A shop in Surrey is facing racism allegations amid calls to remove an image that appears to show black people working on a tobacco plantation overseen by white men, after a friend of the Duke and Duchess of Sussex saw it while shopping.

Okay. Given that it shows a period in history, that’s quite possible. After all, that is the history of tobacco. So what? It’s the distant past. Get over it.

Misan Harriman, the chairman of London’s Southbank Centre and a photographer who has taken portraits of the Sussexes, said he was speechless when he spotted the image behind the counter in Farrants in Cobham while shopping for his daughters on Tuesday, adding he was lucky they were not in the shop with him.

Not so speechless he couldn’t find the voice to whine like a bleedin’ foghorn about it. So not speechless at all. I mean, if you don’t like it, don’t go in there. Problem solved. Personally, I’d find it a bit odd to have such an image in today’s over sensitive times, but I wouldn’t make a fuss about it, because images from history don’t cause me to have a fit of the vapours. I went to the family of man display in Clervaux a few years back. Now there are some harrowing images in that exhibition if you are of a disposition to get all worked up. But I didn’t, because I’m a mature adult who can look at an image and not throw a wobbly over it.

“This shop in the middle of a Surrey high street thinks it’s normal to have that type of imagery next to where I could go and buy toys for my children.”

In a post on Facebook, he added: “This is in a family store, this imagery is massive triggering and racist. And there is no conceivable reason it should be there!”

He has children? He certainly behaves like one.

In another video posted on social media on Wednesday, Harriman said it was unacceptable that it had not been removed given that people had explained the “generational trauma and damage that is caused from imagery like this.”

“You now know that it’s dangerous,” he added.

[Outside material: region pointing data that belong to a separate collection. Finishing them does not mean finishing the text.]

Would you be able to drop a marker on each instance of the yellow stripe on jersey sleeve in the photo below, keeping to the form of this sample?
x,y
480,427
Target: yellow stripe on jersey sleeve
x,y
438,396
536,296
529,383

Dangerous, FFS! Get over yourself. Of course it’s not dangerous. You don’t like it. I might not like it (actually, I’m indifferent). The difference is that I don’t behave like a massive arse who goes onto Twatter  (oh, sorry X) and makes a fuss about nothing.

12 Comments

  1. This guy is dangerous so ideally he should be sectioned and his children taken away from him permanently

  2. People used to compete to hunt the largest stag, catch the heaviest fish, race the fastest horse and so on. In these civilised times people have to hunt the largest cause of offence they can identify and big it up to their chums – because there are not that many now in real life.

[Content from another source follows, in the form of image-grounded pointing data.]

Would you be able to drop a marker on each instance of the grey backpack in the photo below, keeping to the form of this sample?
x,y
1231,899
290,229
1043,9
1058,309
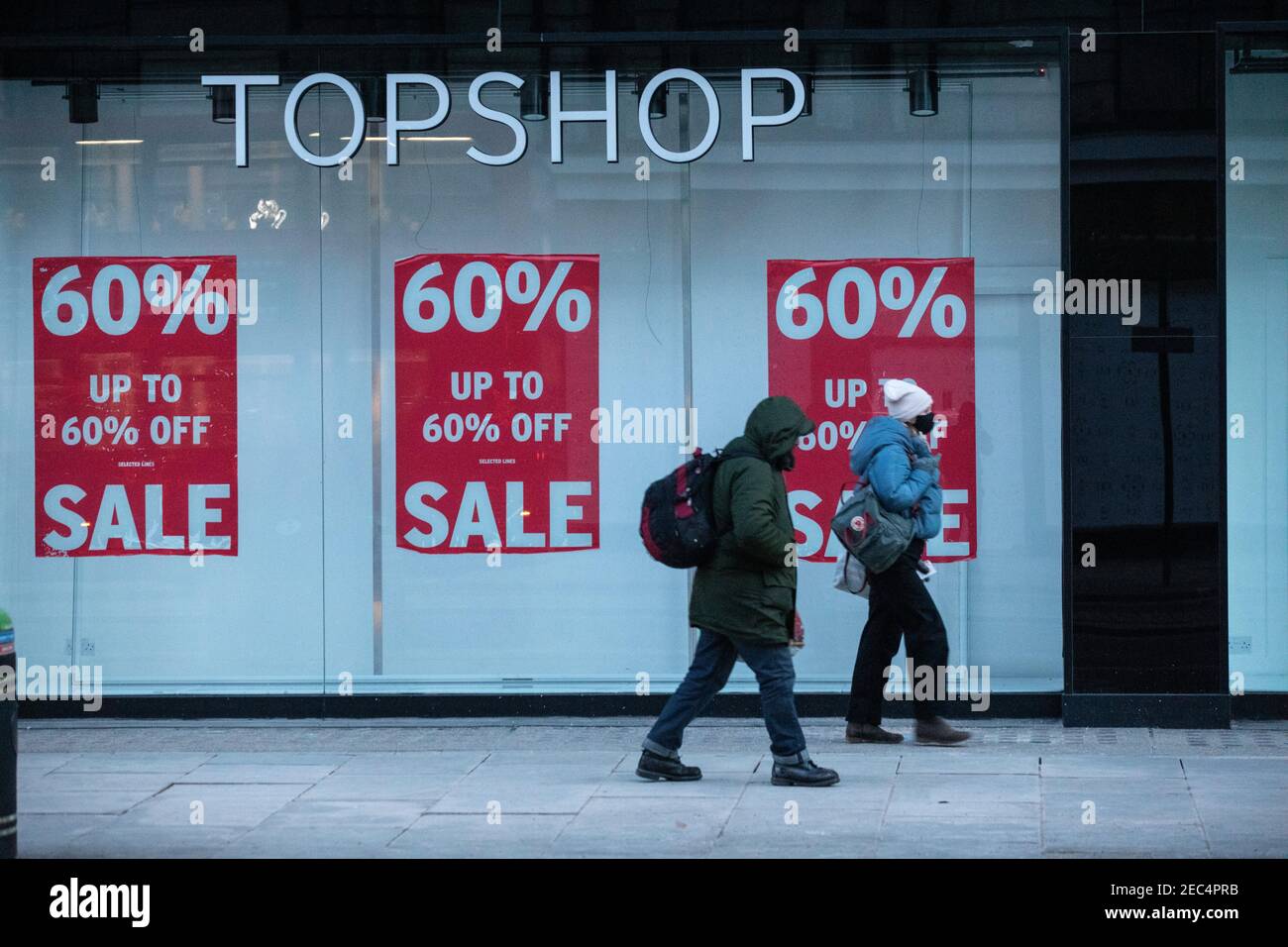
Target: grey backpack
x,y
872,534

  3. Oh the left, the hypocrisy is strong in this one. He visits a specialist smoking shop. So he smokes? In front if his children? Isn’t that child abuse?

    Oh but he didn’t take the kiddies into the shop bur if he had, they would be triggered…..

    So he left his kiddies roaming free and unsupervised? That’s neglect.

    It’s easy, isn’t it, this moral outrage shit.

    • Or he could have heard about this poster from somewhere and gone in there specifically to be “outraged”

  4. Slightly less stupid than the woman who kicked off in a Northern pub over a photo of coal miners emerging from a pit with blackened faces I suppose.

    • I do wish people wouldn’t keep apologising to these idiots. How about calling them out for their ignorance and stupidity instead? Point out that the picture depicts an actual real life situation, something from reality land. Tell the morons to educate themselves and to STFU until they have done so.

  5. I’ve seen pictures of poor mill workers in Lancashire where my father and grandfather worked as poor mill workers. Should I have been triggered? Asking for future reference.

    Just imagine how traumatic it would be if my son or grandsons saw those pictures!

  6. “This is exhausting and damaging to many people.”

    Yes. Yes, it is. Fortunately it’s in the Guardian, so we can all ignore it and get on with our lives.

  7. I wonder if he’s outraged by his fellow ethnics stabbing each other to death every day in London? Or by the behaviour of them in Oxford St yesterday? Doubtful.

  8. Too many professional offense takers nowadays. Looking for things to be outraged about seems to be a full time job for many.